Il a manqué 300 000 voix à Jospin. Son discours de Hong Kong assimilant l’anglais à un esperanto moderne lui en a coûté quelques dizaines de milliers car les esperantistes ont souvent de l’influence. Les petits ruisseaux font les grandes rivières. Alors revenons aux souhaits de J.Jaurès, Léon Blum, et de F. Mitterrand d’avant 81.
Pour plus d’info tapez Google, Les socialistes pour l’esperanto ou http//ps-esperanto.ouvaton.org
Nous nous sommes retrouvés au départ par hasard quelques militants socialistes et esperantistes dans la section Léon Blum de Paris XI, environ mille adhérents. L’objectif est de sensibiliser les socialistes et la gauche en général au risque du tout anglais en popularisant notamment les conclusions des scientifiques comme le rapport Grin. Il s’agit aussi de maintenir et relever le drapeau de l’internationalisme sur le front linguistique à la suite de Jaurès .L.Blum, F.Mitterrand avant 81, mais aussi la meilleure tradition du SPD, du PSOE, du PSO autrichien etc...
La période actuelle est caractérisée par la révolution de l’information, Internet, la mondialisation économique et financière, le développement accéléré du tout anglais... La réponse à ce dernier ne peut être qu’à dominante politique. La discrimination linguistique au profit du tout anglais est anti-démocratique du fait notamment de la grande difficulté de l’anglais à un haut niveau ; elle aggrave la fracture linguistique, la fracture sociale et à moyen long terme profite à l’extrème droite , ce qui pourrait conduire à l’éclatement de l’Europe.
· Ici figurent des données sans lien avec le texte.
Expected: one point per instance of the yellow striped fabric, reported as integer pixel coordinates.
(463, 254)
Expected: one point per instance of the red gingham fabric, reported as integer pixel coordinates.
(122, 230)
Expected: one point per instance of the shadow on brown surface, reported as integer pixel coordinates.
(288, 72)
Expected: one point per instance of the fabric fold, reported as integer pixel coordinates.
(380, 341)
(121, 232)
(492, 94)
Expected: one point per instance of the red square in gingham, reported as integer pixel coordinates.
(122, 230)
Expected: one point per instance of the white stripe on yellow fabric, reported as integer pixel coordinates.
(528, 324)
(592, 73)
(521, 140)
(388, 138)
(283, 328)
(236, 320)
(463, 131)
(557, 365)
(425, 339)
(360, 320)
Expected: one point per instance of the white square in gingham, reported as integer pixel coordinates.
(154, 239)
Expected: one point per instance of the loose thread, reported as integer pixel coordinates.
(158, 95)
Il est donc de l’intérêt des travailleurs, citoyens et des socialistes de supprimer la discrimination contre l’esperanto dans l’enseignement en France, en soutenant la reconnaissance de l’esperanto (eo) comme langue facultative au bac ainsi que comme langue propédeutique accélérant l’apprentissage des autres langues dès le primaire. L’instauration de l’eo comme langue auxiliaire pont dans l’U.E. permettrait en quelques années aux simples citoyens de se comprendre sur un pied d’égalité et donc de créer une véritable citoyenneté européenne. La revendication de suppression de la discrimination contre l’eo n’est donc contre personne mais profiterait à tous. Une décision des institutions européennes acceptant l’eo comme langue auxiliaire pont serait un formidable encouragement au développement par l’accès potentiel de tous à une langue internationale. Ghandi a décrit la "torture" que constitue l’apprentissage de l’anglais pour les Indiens. Mais certains préfèrent, le plus souvent par manque d’information, le statu quo et ses conséquences comme les cinq millions d’enfants qui meurent chaque année par manque de soins et malnutrition.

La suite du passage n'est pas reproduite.